5- Transaction Volume
Also, the number of transactions processed by an ATM is a key contributor to its monthly earnings. Higher transaction volumes mean more revenue for the ATM owner, so it’s important to ensure that the machine is always well-stocked with cash and operational.
There are even some businesses that will pay to have an ATM placed in their location simply because it attracts more customers and generates more revenue.
6- Transaction Fee
In addition to the transaction fee, some vendors earn extra money by implementing an Interchange fee in ATMs. Interchange fees are charged by the cardholders’ banks to the cardholders for using another bank’s card. Interchange fees are the percentage of the transaction value, typically 1% to 2%.
When a customer uses an ATM that is not from their bank, they are charged an additional fee of typically $0.25 to $0.50 per transaction. The Interchange fee adds to the ATM’s monthly earnings.
7- Operating Costs
Typically, the cost of operating an ATM is minimal. ATMs require electricity and internet connectivity to function. The maintenance cost includes regular cash refills, hardware repairs, and software updates. Typically, the ATM vendor covers all maintenance fees.
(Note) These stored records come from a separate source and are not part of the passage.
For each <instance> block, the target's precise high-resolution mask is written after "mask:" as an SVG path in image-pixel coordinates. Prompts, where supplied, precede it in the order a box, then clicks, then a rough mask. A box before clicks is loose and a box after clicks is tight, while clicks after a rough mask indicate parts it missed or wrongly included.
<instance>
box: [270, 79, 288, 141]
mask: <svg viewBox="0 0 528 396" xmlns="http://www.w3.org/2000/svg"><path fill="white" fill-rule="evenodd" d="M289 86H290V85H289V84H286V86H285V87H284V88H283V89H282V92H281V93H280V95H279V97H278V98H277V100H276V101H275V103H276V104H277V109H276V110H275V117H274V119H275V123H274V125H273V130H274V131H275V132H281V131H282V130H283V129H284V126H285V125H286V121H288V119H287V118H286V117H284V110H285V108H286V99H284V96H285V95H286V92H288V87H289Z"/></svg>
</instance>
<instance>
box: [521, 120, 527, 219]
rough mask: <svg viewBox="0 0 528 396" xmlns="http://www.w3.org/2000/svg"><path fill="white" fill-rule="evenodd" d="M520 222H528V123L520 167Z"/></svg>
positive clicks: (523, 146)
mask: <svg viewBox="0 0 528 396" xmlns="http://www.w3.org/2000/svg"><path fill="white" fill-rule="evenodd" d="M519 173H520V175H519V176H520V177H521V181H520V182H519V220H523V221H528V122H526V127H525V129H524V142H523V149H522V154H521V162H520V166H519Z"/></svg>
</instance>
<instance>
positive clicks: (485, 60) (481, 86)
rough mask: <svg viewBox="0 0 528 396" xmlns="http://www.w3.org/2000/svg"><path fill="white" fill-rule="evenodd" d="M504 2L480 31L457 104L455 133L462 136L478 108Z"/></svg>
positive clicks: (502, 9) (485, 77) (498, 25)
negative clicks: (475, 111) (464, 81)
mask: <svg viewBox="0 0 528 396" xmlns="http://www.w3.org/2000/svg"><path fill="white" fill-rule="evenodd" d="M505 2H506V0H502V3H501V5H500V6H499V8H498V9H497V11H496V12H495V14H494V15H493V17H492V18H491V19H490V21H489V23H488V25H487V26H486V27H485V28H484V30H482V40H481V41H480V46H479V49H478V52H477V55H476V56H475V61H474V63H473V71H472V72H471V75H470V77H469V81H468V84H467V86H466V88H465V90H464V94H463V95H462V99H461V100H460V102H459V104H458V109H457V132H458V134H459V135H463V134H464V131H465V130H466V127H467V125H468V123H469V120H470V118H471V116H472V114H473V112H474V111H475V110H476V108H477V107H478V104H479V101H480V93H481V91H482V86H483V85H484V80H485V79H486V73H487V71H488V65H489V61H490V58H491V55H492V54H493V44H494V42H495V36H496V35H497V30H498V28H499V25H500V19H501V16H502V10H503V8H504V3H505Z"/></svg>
If you own an ATM machine, you are responsible for all running costs, including the repair, maintenance, and filling of the cash.
How Much Does an ATM Make Per Month?
Generally, most off-site ATMs report monthly earnings of $2500 to $4000, and on-site ATMs report between $200 to $400 per month. However, the earnings of an ATM depend on factors such as location, the number of transactions, and the number of cardholders interested in using the ATM.
With the additional revenue of interchange fees, the profit margins increase. ATMs generate income through transaction fees and interchange fees. The location of the ATM determines how much revenue it generates.
ATMs placed in high-traffic areas are likely to earn more than those placed in low-traffic areas. The cost of running an ATM is minimal compared to the potential earnings.
The amount of money an ATM can make per month varies widely depending on a number of factors, including its location, the fees charged per transaction, maintenance costs, the type of business where it is placed, and transaction volume.
ATMs can be a potentially lucrative investment, but I encourage you to do thorough research before making a decision. And if possible, I recommend you consider speaking with ATM owners in your area to gain insight into their experiences and to determine which factors will be most important to your specific business.
With careful planning, I also believe that an ATM can be a reliable source of passive income for many years to come.